From: Kaz Kylheku on
On 2009-12-07, Tim Bradshaw <tfb(a)cley.com> wrote:
> On 2009-12-07 18:22:07 +0000, tar(a)sevak.isi.edu (Thomas A. Russ) said:
>
>> Well, that's one option.
>> There are others.
>
> That actually turns out to be the best option if you care about
> performance for large bit-based structures as well even if you have an
> implementation where the fixnum limit is not a problem, unless you have
> a heroic compiler.

I think that, barring some fantastically exceptional circumstances, the use of
a 500 megabyte bit array indicates a computer science flunkie between the
keyboard and chair.

For one thing, only if the data is random, with a ``white'' distribution
is such a representation space-efficient.

If there is any obvious sparseness (reams of 1's or 0's), you can
compress the data with some alternate data structure: radix tree
or whatever.

Even if compression takes more operations, it may be beneficial.
For one thing, you don't have a 500 megabyte monster mapping in your
address space. For another, you have much better cache behavior.

For instance consider random accesses to a huge bit vector.
In a compressed scheme, most of the all-zero or all-one areas can
be represented efficiently, by a small number of nodes in the
radix tree or whatever structure. These can fit into your
L1 cache, and if not that, then the L2.

In the naive representation, random read accesses are spread through a vast
area of memory. Each access is very likely to go to a different L1
cache line from that of any other recent access, and so on.
You will likely trash your L1, most of your L2 and the TLB.
Yuck, talk about dumb.

Anyway, on the theme about how to overcome the bit array + fixnum limitation:
without switching to any bit packing tricks, what you can also do is this:
Instead of using some least significant bits of the index as a bit offset into
a word which contains packed bits, what you can do is use bits on the /opposite/
end of the index to select which huge array to access. Then the least
significant 30 bits (or whatever is the fixnum mantissa size) are used to index
into that array.
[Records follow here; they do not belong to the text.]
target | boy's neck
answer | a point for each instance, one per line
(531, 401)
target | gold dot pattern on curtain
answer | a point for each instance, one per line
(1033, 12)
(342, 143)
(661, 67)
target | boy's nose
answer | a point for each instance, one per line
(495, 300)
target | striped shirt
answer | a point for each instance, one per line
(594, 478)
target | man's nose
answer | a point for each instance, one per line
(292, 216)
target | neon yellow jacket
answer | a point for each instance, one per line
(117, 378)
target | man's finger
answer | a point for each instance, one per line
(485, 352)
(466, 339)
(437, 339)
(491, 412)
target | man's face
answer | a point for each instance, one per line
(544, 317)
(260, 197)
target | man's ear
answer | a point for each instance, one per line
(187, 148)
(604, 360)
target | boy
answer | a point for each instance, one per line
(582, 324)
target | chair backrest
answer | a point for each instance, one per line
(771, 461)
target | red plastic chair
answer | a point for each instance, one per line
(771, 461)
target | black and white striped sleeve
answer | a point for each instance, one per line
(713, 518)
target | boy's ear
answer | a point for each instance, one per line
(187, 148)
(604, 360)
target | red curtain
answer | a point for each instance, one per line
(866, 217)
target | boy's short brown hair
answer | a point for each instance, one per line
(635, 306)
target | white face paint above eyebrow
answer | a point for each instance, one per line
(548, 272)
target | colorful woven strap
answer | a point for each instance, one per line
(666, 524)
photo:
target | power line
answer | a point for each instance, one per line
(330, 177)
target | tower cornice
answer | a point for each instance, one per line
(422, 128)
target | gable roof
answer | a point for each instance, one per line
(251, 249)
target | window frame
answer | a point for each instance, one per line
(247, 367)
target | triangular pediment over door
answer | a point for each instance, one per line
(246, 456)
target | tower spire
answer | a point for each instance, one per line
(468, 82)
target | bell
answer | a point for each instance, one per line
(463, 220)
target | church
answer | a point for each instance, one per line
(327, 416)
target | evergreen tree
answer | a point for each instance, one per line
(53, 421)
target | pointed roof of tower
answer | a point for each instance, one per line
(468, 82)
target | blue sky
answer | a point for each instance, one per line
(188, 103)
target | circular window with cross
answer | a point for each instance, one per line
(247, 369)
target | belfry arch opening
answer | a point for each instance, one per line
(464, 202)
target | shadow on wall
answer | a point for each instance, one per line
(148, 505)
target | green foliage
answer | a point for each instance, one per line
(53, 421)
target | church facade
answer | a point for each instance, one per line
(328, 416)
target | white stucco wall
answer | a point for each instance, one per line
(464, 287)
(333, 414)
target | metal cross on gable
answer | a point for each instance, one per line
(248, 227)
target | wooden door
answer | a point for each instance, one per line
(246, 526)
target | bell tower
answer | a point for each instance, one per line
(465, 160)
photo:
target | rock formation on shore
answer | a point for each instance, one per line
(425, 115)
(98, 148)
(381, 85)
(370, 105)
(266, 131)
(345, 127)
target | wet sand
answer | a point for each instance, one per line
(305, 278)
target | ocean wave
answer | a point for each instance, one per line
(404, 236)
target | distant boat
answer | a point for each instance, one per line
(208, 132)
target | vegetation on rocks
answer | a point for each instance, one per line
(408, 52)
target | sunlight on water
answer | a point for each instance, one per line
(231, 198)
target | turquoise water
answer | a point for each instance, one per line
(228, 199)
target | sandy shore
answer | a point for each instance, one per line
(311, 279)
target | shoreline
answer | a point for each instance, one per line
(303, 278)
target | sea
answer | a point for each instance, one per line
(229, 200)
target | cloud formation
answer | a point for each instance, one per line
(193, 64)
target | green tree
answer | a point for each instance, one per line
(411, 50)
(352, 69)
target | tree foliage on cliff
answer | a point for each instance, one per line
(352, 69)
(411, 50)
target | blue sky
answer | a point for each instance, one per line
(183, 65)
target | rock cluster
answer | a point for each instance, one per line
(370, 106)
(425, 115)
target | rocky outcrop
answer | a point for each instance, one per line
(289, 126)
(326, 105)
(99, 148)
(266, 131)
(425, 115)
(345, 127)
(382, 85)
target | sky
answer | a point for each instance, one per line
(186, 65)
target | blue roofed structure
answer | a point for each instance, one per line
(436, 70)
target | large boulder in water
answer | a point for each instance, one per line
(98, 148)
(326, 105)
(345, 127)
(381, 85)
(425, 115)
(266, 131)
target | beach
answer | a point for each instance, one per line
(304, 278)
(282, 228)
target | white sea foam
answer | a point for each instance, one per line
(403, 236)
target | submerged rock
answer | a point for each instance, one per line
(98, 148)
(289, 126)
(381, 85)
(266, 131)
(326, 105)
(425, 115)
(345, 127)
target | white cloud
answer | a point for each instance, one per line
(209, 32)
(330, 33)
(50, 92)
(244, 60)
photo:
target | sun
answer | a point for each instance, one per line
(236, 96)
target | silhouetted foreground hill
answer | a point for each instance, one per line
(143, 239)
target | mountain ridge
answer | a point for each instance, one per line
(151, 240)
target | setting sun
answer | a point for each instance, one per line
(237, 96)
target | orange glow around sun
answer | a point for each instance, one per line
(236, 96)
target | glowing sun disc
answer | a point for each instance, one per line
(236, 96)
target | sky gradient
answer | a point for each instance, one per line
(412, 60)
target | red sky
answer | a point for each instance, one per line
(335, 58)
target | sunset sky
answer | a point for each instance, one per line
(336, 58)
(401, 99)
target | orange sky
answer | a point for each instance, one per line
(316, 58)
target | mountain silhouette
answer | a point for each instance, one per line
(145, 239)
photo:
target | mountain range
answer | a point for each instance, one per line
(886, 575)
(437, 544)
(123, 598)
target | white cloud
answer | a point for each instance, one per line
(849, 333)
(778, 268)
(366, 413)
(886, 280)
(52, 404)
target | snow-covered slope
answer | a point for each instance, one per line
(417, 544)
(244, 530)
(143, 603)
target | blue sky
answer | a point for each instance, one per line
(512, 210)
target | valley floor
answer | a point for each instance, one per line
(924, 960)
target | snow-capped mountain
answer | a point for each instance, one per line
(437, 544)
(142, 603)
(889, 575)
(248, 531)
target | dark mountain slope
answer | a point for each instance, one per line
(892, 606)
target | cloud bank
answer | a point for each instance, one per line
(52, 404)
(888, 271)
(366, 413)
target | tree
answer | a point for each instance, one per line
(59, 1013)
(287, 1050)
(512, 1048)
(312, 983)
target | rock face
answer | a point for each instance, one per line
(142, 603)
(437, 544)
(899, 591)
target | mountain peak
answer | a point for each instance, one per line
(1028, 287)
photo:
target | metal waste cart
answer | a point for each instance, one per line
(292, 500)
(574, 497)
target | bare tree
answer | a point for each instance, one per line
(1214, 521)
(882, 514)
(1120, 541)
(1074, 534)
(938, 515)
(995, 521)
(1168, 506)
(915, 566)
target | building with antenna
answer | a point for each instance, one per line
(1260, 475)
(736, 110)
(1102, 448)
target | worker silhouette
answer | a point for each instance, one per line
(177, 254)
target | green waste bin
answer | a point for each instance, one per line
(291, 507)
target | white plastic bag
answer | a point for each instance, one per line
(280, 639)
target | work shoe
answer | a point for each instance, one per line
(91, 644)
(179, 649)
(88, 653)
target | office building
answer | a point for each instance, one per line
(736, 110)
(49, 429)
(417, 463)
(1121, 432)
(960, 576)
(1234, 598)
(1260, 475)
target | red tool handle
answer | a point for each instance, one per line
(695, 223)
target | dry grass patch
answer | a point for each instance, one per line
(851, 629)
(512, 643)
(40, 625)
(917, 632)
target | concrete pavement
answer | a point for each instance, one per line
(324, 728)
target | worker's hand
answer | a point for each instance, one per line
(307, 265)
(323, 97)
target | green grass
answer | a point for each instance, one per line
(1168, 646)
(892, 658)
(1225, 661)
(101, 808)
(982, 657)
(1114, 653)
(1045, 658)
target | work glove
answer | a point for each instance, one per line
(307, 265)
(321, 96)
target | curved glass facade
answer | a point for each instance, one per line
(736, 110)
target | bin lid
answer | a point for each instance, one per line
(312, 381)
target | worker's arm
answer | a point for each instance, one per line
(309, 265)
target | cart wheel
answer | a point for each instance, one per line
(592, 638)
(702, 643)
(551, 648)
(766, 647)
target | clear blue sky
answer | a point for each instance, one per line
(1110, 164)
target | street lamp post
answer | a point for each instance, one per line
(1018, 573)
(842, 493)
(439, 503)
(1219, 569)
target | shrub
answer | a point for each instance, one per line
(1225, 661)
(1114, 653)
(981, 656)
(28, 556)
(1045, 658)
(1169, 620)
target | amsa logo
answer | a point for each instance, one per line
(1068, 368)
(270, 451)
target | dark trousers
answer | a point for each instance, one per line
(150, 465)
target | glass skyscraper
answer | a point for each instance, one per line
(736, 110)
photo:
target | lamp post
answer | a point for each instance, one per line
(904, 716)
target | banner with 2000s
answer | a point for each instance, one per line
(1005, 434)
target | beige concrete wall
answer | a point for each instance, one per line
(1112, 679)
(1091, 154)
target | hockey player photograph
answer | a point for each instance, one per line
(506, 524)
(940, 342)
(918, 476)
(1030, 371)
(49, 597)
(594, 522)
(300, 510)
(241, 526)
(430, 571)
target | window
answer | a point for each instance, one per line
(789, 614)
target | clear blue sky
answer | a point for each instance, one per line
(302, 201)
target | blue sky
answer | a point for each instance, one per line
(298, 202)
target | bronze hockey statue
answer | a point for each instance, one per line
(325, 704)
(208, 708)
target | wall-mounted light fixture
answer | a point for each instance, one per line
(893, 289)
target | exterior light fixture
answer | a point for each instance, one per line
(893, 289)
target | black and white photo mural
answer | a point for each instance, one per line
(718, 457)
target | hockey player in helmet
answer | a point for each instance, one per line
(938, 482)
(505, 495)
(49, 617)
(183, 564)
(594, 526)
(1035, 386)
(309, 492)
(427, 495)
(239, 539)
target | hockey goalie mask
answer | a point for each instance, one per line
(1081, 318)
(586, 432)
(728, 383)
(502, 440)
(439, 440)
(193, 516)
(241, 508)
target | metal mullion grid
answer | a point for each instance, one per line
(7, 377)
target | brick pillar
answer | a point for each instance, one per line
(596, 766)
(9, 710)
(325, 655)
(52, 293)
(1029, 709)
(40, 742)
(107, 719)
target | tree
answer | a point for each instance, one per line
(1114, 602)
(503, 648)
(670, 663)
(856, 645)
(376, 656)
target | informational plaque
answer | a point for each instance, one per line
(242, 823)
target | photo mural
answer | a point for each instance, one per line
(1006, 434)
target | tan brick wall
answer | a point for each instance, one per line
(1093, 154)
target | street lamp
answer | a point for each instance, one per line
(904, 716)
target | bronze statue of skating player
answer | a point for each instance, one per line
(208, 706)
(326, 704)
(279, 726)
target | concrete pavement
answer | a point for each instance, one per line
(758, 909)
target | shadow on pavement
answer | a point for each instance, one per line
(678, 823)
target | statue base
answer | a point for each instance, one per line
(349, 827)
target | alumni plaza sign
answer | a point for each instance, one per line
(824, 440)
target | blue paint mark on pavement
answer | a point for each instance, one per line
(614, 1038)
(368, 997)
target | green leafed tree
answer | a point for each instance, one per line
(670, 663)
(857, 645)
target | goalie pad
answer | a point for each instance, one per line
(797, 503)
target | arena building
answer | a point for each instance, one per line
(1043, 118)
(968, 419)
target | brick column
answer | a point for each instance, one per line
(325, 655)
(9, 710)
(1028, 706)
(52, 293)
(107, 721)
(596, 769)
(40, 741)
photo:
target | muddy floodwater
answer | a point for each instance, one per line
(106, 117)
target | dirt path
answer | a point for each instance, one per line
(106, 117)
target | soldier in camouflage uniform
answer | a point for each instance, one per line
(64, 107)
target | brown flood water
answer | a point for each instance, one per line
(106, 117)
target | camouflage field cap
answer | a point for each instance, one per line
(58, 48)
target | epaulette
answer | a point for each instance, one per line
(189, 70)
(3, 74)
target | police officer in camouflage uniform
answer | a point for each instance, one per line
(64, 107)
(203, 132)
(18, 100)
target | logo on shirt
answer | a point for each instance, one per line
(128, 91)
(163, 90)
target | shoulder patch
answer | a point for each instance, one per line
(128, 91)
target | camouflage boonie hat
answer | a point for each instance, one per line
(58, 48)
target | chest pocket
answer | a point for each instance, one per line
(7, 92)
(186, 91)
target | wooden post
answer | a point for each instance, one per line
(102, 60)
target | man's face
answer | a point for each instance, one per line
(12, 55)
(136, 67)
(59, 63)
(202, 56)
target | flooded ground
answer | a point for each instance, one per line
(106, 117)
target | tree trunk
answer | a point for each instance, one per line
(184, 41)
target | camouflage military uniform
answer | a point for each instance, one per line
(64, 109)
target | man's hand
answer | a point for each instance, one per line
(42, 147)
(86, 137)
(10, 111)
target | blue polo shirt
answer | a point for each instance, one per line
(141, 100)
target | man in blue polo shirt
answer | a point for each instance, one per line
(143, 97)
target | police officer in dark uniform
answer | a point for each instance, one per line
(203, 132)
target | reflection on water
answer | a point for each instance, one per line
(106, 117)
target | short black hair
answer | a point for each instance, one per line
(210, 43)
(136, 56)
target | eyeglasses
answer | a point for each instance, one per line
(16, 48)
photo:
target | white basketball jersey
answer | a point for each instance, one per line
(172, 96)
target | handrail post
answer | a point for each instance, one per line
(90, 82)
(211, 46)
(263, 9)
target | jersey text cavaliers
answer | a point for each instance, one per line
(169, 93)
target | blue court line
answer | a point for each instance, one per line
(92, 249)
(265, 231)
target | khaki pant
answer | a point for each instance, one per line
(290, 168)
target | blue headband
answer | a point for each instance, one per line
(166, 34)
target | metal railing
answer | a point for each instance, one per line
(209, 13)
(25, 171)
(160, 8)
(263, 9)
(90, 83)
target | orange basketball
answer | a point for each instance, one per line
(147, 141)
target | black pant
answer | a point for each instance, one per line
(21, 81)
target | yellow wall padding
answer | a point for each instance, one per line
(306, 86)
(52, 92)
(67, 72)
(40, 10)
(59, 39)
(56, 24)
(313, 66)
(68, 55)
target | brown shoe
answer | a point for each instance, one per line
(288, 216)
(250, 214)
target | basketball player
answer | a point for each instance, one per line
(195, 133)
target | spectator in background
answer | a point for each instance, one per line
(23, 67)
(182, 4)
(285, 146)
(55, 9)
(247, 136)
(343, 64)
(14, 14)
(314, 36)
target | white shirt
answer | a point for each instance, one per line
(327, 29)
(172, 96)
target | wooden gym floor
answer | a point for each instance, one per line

This way, you keep the bit arrays and don't have to write any
code to pack bits, or worry about choosing the best cell size, etc.
From: Rob Warnock on
Thomas A. Russ <tar(a)sevak.isi.edu> wrote:
+---------------
| BTW, just for reference, here is the fixnum sizes for a number of lisps
| that I happen to have easy access to.
....
| 29 CMUCL 19e
....
| 29 CMUCL 19c
|
| So, it looks like 29 bits is one of the most popular choices for 32-bit
| architectures.
+---------------

While it is true that (32-bit) CMUCL uses a 3-bit "lowtag" for object
encoding, it is also the case that CMUCL allocates *two* lowtag codepoints
(of the eight available) to fixnums. Thus fixnums in CMUCL are actually
30 bits, not 29. [And given Duane's comments about scaling fixnums to
machine addresses, I suspect the same is true for ACL.]

You later wrote:
+---------------
| I used (integer-length most-positive-fixnum) to generate the sizes.
+---------------

But that only counts the positive fixnums and ignores the negative ones.
To get the correct answer, try this instead:

cmu> (integer-length (- most-positive-fixnum most-negative-fixnum))

30
cmu>

Similar experiments in other CLs should bump all of your fixnum
sizes by one. ;-}


-Rob

-----
Rob Warnock <rpw3(a)rpw3.org>
627 26th Avenue <URL:http://rpw3.org/>
San Mateo, CA 94403 (650)572-2607

From: Duane Rettig on
On Dec 8, 4:04 am, r...(a)rpw3.org (Rob Warnock) wrote:
> Thomas A. Russ <t...(a)sevak.isi.edu> wrote:
> +---------------
> | BTW, just for reference, here is the fixnum sizes for a number of lisps
> | that I happen to have easy access to.
> ...
> |   29   CMUCL 19e
> ...
> |   29   CMUCL 19c
> |
> | So, it looks like 29 bits is one of the most popular choices for 32-bit
> | architectures.
> +---------------
>
> While it is true that (32-bit) CMUCL uses a 3-bit "lowtag" for object
> encoding, it is also the case that CMUCL allocates *two* lowtag codepoints
> (of the eight available) to fixnums. Thus fixnums in CMUCL are actually
> 30 bits, not 29. [And given Duane's comments about scaling fixnums to
> machine addresses, I suspect the same is true for ACL.]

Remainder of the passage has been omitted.